The most appealing advantage of SAC is its exceptional performance in continuous state spaces. Unlike discrete action methods, SAC can handle the dynamic environment of lane navigation with high flexibility. Our miniature self-driving scenario requires an agent that can make smooth, adaptive decisions across a spectrum of potential actions, and SAC excels precisely in this domain.

Entropy regularization is a critical feature that sets SAC apart. This mechanism allows our duckie-bot to maintain exploratory behavior while learning, preventing the model from becoming overly jerky or shallow. SAC ensures that the agent can generalize effectively to unseen environmental conditions, and avoid overcommitting to untested actions.

Compared to other policy gradient methods like Proximal Policy Optimization (PPO), SAC offers some nice properties: It inherently reduces the computational overhead of hyperparameter tuning by dynamically learning the exploration-exploitation trade-off. The alpha parameter, which controls exploration intensity, is automatically adjusted during training, streamlining the learning process.
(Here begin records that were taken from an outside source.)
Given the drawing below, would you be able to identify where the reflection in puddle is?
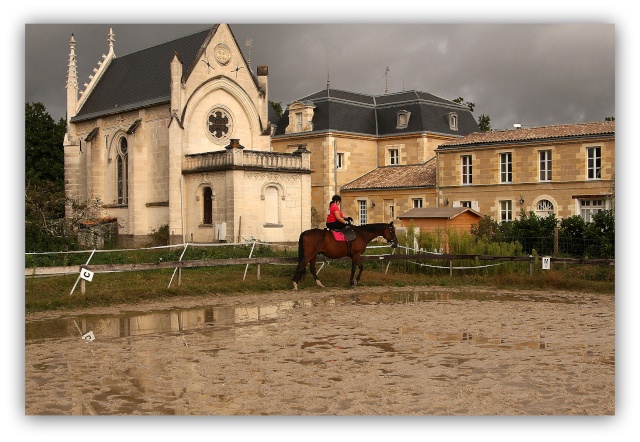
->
[25,290,615,415]
[25,292,452,341]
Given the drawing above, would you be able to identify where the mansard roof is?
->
[398,207,482,219]
[275,89,479,137]
[438,121,616,150]
[342,157,436,190]
[71,25,218,122]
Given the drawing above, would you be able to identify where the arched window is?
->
[536,200,553,217]
[117,137,129,204]
[264,186,280,224]
[202,187,213,224]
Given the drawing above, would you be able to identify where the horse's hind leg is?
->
[293,261,307,290]
[350,257,364,288]
[309,255,324,287]
[349,259,360,289]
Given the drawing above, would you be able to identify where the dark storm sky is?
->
[25,20,616,129]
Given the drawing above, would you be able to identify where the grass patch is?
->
[25,255,615,313]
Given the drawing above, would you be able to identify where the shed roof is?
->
[398,207,482,219]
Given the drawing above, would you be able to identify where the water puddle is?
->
[25,291,584,341]
[25,289,615,415]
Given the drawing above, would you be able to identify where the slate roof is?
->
[342,157,436,190]
[71,25,218,122]
[275,89,479,137]
[438,121,616,150]
[398,207,482,219]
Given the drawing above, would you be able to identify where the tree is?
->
[478,114,491,132]
[584,210,616,258]
[25,103,69,252]
[269,101,282,118]
[25,102,66,185]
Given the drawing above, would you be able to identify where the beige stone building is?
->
[341,157,436,224]
[64,24,311,242]
[435,121,615,221]
[271,89,478,225]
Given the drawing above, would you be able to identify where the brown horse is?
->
[293,222,398,290]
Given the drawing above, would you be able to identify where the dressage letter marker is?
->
[80,269,93,282]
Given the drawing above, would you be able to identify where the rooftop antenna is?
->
[244,38,253,70]
[384,66,390,95]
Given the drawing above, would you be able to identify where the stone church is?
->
[64,24,311,243]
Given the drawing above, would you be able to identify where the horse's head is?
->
[382,221,398,249]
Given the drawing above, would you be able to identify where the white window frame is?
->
[296,112,302,132]
[448,112,458,130]
[116,136,129,205]
[536,198,555,217]
[500,152,513,184]
[578,197,607,223]
[389,149,400,166]
[499,200,513,223]
[538,149,553,182]
[396,110,411,129]
[587,146,602,180]
[460,155,473,185]
[358,200,367,225]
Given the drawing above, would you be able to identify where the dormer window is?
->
[396,110,411,129]
[447,112,458,130]
[284,101,315,134]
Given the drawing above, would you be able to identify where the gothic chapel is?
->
[64,24,311,243]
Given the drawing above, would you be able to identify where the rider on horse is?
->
[327,195,353,230]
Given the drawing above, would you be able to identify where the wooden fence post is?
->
[529,255,533,276]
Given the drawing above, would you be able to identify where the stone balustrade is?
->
[183,140,311,173]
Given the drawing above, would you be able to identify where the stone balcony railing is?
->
[182,139,311,173]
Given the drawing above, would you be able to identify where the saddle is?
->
[329,226,356,242]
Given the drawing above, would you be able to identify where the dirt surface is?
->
[25,287,615,415]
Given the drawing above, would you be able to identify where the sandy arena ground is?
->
[25,287,615,416]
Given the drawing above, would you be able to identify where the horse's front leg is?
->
[309,255,324,287]
[349,258,362,289]
[351,256,364,287]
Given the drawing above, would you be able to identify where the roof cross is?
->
[231,64,244,78]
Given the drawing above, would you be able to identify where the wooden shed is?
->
[398,207,483,252]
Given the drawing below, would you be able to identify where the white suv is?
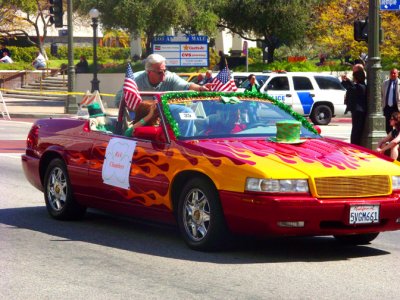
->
[233,72,346,125]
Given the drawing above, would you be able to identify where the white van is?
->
[233,72,346,125]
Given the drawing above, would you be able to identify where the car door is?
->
[261,75,293,106]
[89,126,169,217]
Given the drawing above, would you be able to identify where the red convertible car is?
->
[22,92,400,250]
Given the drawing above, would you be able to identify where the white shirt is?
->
[0,55,14,64]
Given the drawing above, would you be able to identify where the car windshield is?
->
[162,96,319,139]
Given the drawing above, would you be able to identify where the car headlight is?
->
[245,177,310,193]
[392,176,400,191]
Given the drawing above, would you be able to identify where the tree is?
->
[308,0,400,64]
[216,0,318,63]
[0,0,57,55]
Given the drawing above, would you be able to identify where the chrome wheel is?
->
[177,177,230,251]
[47,167,68,211]
[44,158,86,220]
[183,188,210,241]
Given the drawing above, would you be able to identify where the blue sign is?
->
[381,0,400,10]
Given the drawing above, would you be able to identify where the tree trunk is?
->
[267,46,276,64]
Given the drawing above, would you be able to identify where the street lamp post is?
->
[362,0,386,149]
[89,8,100,93]
[64,0,78,114]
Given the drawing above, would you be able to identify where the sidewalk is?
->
[4,97,69,119]
[4,97,351,123]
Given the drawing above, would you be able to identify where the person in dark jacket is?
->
[346,70,367,146]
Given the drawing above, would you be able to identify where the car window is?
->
[233,76,247,87]
[164,98,316,139]
[314,76,344,90]
[267,76,289,91]
[293,76,314,91]
[239,75,269,88]
[179,74,189,81]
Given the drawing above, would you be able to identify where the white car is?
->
[233,72,346,125]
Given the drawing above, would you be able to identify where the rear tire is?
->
[177,178,230,251]
[44,158,86,220]
[334,232,379,245]
[310,104,333,125]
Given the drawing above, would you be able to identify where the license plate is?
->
[349,205,379,224]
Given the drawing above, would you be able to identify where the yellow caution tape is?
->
[0,88,115,97]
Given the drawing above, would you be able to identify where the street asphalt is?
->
[0,97,351,123]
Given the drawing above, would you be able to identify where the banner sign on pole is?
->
[381,0,400,10]
[152,35,209,67]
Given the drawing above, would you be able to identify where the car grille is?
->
[315,175,391,198]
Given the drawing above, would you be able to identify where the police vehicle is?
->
[233,71,346,125]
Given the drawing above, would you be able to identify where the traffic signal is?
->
[49,0,64,27]
[354,19,368,42]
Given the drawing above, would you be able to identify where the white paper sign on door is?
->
[102,138,136,190]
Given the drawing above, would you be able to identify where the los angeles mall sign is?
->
[153,35,209,67]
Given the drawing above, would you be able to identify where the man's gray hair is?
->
[145,54,165,71]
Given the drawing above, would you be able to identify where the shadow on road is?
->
[0,206,389,264]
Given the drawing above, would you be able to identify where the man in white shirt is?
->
[0,52,13,64]
[381,69,400,133]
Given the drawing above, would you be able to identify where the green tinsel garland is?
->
[161,92,318,137]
In our project, we aim to be conscious of our compute.

Interpretability was another key consideration in our model selection. We tend to think of reinforcement learning algorithms as “black boxes”. To understanding the decision-making process of duckie-bot, we will employ a variety of interpretable AI methods. For instance, by analyzing the entropy terms, we can gain meaningful understanding of the agent’s thought process, enabling us to look into our model and refine its navigation strategies.
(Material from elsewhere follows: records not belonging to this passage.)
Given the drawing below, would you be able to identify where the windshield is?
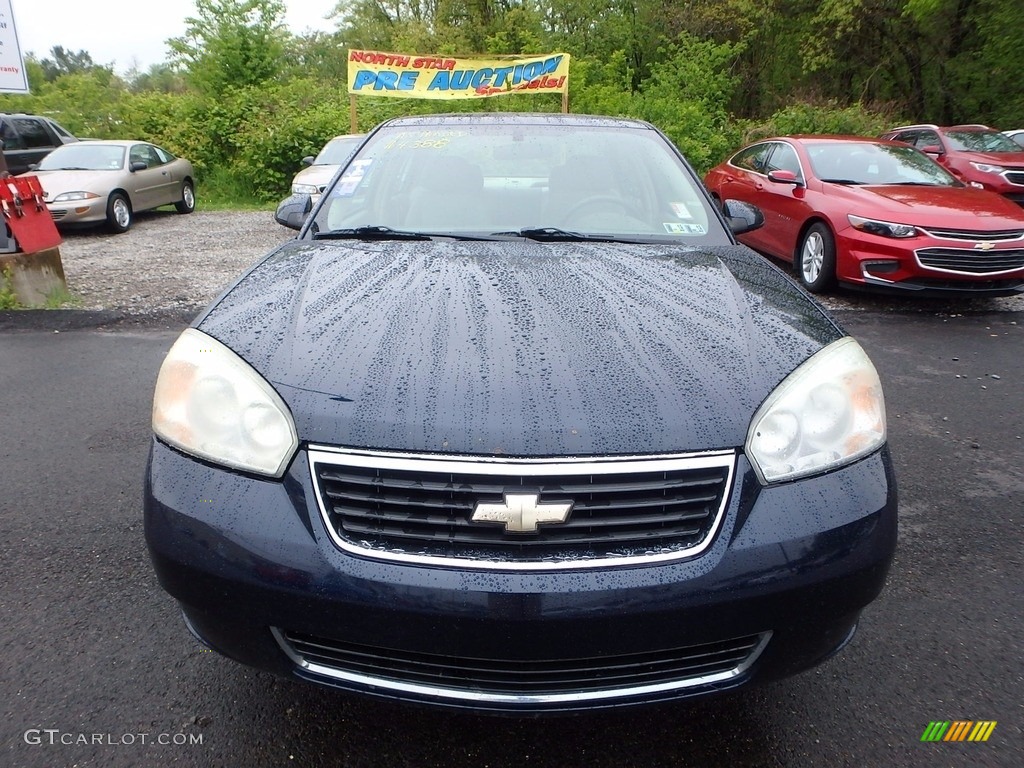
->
[313,136,362,165]
[945,131,1024,153]
[312,120,730,245]
[39,141,125,171]
[807,141,963,186]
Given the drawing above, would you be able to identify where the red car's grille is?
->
[921,226,1024,243]
[918,248,1024,274]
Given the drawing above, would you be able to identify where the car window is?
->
[314,123,729,244]
[150,145,174,165]
[128,144,163,168]
[729,142,772,173]
[10,118,53,150]
[39,141,125,171]
[913,131,942,150]
[892,131,918,145]
[807,141,962,186]
[49,120,75,140]
[765,142,804,180]
[946,131,1024,153]
[0,120,25,150]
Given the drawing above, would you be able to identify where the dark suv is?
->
[0,113,78,175]
[882,125,1024,206]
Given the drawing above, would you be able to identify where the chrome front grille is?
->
[309,449,735,569]
[273,629,771,705]
[916,248,1024,274]
[919,226,1024,243]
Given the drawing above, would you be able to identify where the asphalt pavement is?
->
[0,302,1024,768]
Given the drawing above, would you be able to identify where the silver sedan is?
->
[23,140,196,232]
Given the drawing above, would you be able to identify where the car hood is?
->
[292,165,341,186]
[197,241,842,456]
[833,184,1024,224]
[29,171,120,200]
If our initial SAC model doesn’t perform well, we’ll jump-start its learning by pre-training on existing Duckietown navigation data. This gives our model a head start by learning from previous driving experiences.

Soft Actor Critic’s robustness to environmental stochasticity makes it ideal for our dynamic lane navigation scenario. Whether dealing with unexpected obstacles, slight lane variations, or changing environmental conditions, SAC can adapt and maintain consistent performance without requiring extensive retraining.
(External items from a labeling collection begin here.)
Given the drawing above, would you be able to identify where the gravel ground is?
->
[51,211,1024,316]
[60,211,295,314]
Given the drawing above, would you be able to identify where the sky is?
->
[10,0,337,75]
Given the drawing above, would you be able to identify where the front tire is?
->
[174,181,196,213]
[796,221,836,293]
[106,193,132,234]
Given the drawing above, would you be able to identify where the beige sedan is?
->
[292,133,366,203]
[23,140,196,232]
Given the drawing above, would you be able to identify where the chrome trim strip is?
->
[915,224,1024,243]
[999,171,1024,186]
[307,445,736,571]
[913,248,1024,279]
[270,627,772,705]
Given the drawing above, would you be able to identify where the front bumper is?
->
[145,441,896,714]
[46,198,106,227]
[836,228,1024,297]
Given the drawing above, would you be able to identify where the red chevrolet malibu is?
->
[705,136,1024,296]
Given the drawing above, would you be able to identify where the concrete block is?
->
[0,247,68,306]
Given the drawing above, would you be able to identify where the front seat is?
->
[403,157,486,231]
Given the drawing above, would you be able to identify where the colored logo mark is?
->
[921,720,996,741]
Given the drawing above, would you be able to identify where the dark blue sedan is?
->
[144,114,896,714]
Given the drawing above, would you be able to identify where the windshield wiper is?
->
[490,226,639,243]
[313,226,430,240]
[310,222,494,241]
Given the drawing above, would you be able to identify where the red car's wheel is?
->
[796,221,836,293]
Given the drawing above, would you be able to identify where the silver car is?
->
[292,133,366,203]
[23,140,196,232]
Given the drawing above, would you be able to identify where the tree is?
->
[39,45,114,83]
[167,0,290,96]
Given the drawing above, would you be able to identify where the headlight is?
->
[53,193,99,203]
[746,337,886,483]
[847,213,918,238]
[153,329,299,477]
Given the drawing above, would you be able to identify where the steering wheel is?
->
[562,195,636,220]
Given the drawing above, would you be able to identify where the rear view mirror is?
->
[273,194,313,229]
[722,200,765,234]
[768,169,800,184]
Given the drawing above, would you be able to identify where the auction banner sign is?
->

In sum, SAC represents an optimal mix of exploration, adaptation, and interpretable learning – precisely what our ambitious duckie-bot navigation project demands.

Evaluation Plan

Our evaluation plan consists of two phases:

1. Simulation Evaluation

2. Real-World Duckie-Bot Evaluation

Quantitative metrics will serve as our primary benchmarks for performance. We will track key indicators including success rate (percentage of episodes reaching destination), mean lane deviation (average distance from lane center), collision frequency, and action smoothness. These metrics will be computed across multiple experimental trials to ensure robustness. Additionally, we will plot the convergence / training curves of the models to understand the speed and smoothness at which the agent learns. We will implement targeted interpretability techniques to decode our RL model’s decision-making. These will include generating attention maps to visualize critical visual decision triggers, discretizing continuous actions into understandable navigation behaviors, and tracking entropy values to reveal the model’s exploration-exploitation dynamics. It should be stressed that our primary concern for our project is getting a deep understanding of how things turned out the way they did.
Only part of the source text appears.